5 . ObjectScript continue

Here the use of documentation is clearly confused the ObjectScript with IRIS BASIC language examples ( THEN keyword ). A query docs approach, possibly needs to use "ObjectScript" as a metadata filter or have upstream generated sets of help PDFs that are limited to a particular language implementation. Anticipating Python and Java examples could impose a similar effect. The use of "i%2" is python syntax for modular operator where as would be expecting "i#2" for object script.

 

Swapping out models

New models can be added by downloading GGUF format models to the models sub-directory from https://huggingface.co/

Here the naming convention contained "Q"+level to indicate quantization loss versus size. Where lower "Q" is effectively a smaller download model with more quality loss.

settings.yaml

local:
  llm_hf_repo_id: TheBloke/Mistral-7B-Instruct-v0.1-GGUF
  llm_hf_model_file: mistral-7b-instruct-v0.1.Q4_K_M.gguf
  #llm_hf_repo_id: TheBloke/Orca-2-13B-GGUF
  #llm_hf_model_file: orca-2-13b.Q6_K.gguf
  #llm_hf_repo_id: TheBloke/XwinCoder-34B-GGUF
  #llm_hf_model_file: xwincoder-34b.Q6_K.gguf
  embedding_hf_model_name: BAAI/bge-small-en-v1.5ssss

Using "LLM Chat" mode ( No query documents) with "xwincoder-34b" model, suggests much "code" recommendations can come from the existing trained model.

It demonstrated an interesting learned confusion between Globals and Routines which both are referenced by the carrot ( "^" ) .

The enthusiasm for "%" prefix for method name invocation may be learned invocation patterns from system class documentation instead of learning the feature of method name relates to invoking said method.

There are configuration references with system management that undertake actions in the %SYS namespace and this is generally quite separate from activities of third-party code.
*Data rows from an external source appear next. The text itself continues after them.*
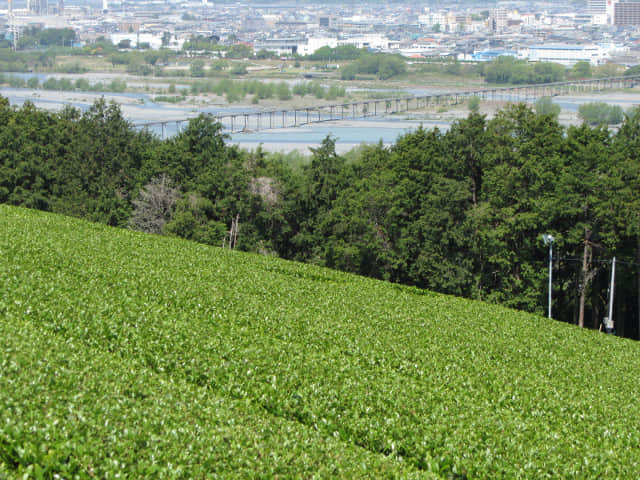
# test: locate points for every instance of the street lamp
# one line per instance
(548, 240)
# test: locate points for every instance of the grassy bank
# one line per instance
(131, 353)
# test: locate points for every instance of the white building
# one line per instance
(154, 41)
(314, 43)
(565, 54)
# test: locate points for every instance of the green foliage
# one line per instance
(238, 69)
(580, 70)
(545, 106)
(474, 104)
(384, 66)
(196, 69)
(459, 212)
(598, 113)
(507, 69)
(158, 357)
(239, 50)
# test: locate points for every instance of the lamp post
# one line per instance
(548, 240)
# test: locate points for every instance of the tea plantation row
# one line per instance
(131, 353)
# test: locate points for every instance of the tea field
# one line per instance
(127, 355)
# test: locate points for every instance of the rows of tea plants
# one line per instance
(405, 381)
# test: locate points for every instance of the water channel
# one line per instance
(140, 108)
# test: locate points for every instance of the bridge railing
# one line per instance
(292, 118)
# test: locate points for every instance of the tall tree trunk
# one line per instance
(638, 276)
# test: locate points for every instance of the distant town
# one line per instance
(597, 32)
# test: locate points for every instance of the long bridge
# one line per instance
(256, 120)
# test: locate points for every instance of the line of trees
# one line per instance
(460, 212)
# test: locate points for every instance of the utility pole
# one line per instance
(611, 292)
(548, 240)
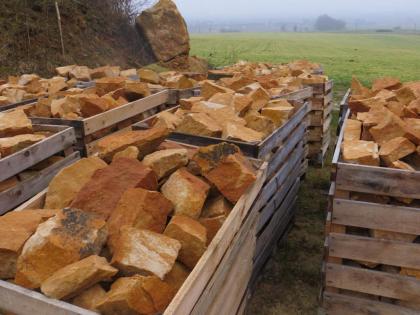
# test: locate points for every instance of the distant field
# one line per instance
(342, 55)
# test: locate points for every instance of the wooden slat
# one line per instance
(377, 216)
(378, 180)
(20, 301)
(377, 251)
(338, 304)
(13, 164)
(373, 282)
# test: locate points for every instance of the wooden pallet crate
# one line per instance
(96, 127)
(223, 270)
(363, 267)
(60, 142)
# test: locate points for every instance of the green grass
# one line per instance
(367, 56)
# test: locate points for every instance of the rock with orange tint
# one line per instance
(68, 237)
(187, 193)
(137, 295)
(69, 181)
(15, 230)
(192, 236)
(224, 166)
(361, 152)
(140, 208)
(73, 279)
(145, 140)
(101, 194)
(165, 162)
(14, 123)
(396, 149)
(145, 252)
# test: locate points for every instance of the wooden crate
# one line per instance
(96, 127)
(60, 142)
(362, 273)
(224, 269)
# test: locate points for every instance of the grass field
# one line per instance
(291, 281)
(367, 56)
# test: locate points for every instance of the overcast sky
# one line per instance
(259, 9)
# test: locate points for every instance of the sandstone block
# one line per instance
(187, 193)
(69, 236)
(192, 236)
(103, 191)
(73, 279)
(145, 252)
(139, 208)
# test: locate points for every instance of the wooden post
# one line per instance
(59, 27)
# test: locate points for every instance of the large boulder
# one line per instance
(165, 31)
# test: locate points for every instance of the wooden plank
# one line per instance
(373, 282)
(13, 164)
(21, 301)
(378, 180)
(378, 251)
(190, 291)
(25, 190)
(377, 216)
(339, 304)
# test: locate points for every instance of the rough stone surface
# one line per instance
(361, 152)
(68, 237)
(15, 230)
(103, 191)
(14, 123)
(14, 144)
(145, 252)
(69, 181)
(137, 295)
(139, 208)
(73, 279)
(193, 238)
(165, 162)
(146, 141)
(165, 31)
(396, 149)
(187, 193)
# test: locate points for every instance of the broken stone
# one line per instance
(137, 295)
(68, 237)
(67, 183)
(199, 124)
(192, 236)
(224, 166)
(353, 130)
(139, 208)
(146, 141)
(165, 162)
(361, 152)
(237, 132)
(101, 194)
(396, 149)
(15, 230)
(145, 252)
(14, 123)
(14, 144)
(73, 279)
(187, 193)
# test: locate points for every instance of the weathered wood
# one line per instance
(13, 164)
(373, 282)
(378, 251)
(338, 304)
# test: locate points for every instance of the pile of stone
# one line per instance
(120, 233)
(384, 126)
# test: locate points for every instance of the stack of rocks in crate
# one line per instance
(384, 126)
(124, 236)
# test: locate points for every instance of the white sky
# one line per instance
(259, 9)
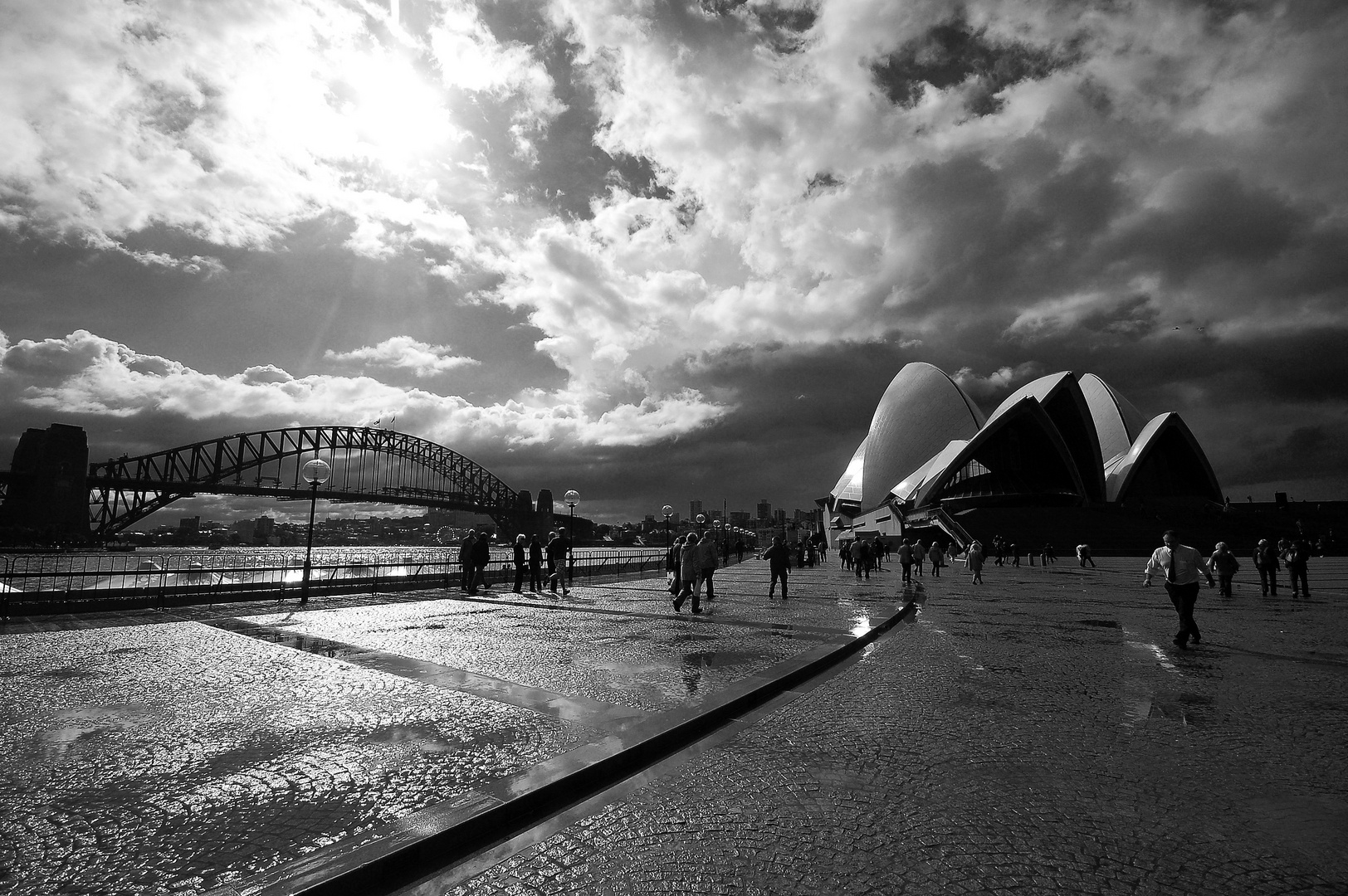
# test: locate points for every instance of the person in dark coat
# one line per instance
(557, 563)
(535, 565)
(481, 557)
(1226, 566)
(689, 566)
(466, 562)
(906, 561)
(672, 566)
(1298, 555)
(777, 565)
(1266, 561)
(937, 558)
(520, 563)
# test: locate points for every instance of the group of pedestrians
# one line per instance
(529, 558)
(691, 563)
(1181, 567)
(1270, 559)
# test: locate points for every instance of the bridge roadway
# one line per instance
(1033, 734)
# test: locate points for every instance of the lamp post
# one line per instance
(315, 473)
(570, 499)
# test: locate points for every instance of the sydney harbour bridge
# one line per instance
(53, 487)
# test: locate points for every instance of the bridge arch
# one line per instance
(369, 465)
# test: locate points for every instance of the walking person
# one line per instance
(557, 563)
(974, 561)
(672, 566)
(535, 565)
(775, 557)
(466, 562)
(706, 565)
(688, 574)
(1180, 565)
(1298, 557)
(935, 555)
(1226, 565)
(481, 557)
(906, 561)
(520, 563)
(1266, 561)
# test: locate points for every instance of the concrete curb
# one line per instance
(447, 833)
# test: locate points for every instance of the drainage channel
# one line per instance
(475, 826)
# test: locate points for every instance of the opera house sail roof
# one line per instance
(920, 412)
(1060, 440)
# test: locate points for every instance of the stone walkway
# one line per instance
(1034, 733)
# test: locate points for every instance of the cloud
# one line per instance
(1011, 183)
(403, 352)
(89, 375)
(237, 121)
(1002, 379)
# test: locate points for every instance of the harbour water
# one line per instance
(283, 566)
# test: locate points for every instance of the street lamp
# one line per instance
(315, 473)
(570, 499)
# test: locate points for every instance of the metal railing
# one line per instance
(61, 582)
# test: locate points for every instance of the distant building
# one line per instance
(47, 492)
(1060, 441)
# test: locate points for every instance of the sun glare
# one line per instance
(398, 118)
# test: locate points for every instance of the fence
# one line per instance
(47, 584)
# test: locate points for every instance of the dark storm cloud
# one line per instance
(955, 54)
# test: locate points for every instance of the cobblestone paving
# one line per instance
(630, 660)
(175, 757)
(149, 756)
(1038, 733)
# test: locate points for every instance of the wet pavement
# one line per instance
(1038, 733)
(1030, 734)
(154, 752)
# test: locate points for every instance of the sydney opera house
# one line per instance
(1060, 441)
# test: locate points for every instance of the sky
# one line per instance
(672, 250)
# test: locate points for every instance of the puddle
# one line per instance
(71, 671)
(99, 720)
(426, 740)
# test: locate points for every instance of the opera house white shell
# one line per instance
(1057, 441)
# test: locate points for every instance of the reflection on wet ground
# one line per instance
(155, 755)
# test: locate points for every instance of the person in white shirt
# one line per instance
(1179, 566)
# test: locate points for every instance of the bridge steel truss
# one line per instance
(369, 465)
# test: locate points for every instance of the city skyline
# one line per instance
(676, 250)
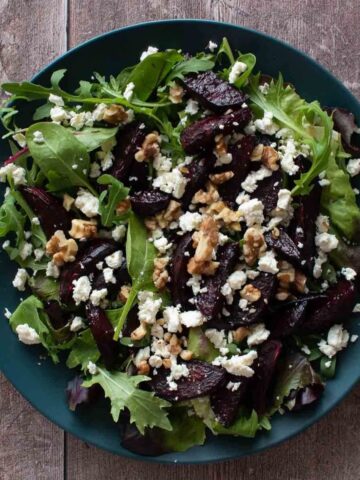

It was interesting to see the invocation as well as implementation example to uncover such disparity ( Invoked as a Routine instead of class method ).

General Generative capabilities ( Model Orca 13b Q6 )

1. Generating questions and answers from supplied text

2. Explaining differences of concepts from supplied text

3. Summarizing information into a shorter form

Integrate with IRIS

PrivateGPT can be put to work from IRIS by exercising available JSON end point with surprisingly little code.

The following code snippets demonstrate direct usage from ObjectScript.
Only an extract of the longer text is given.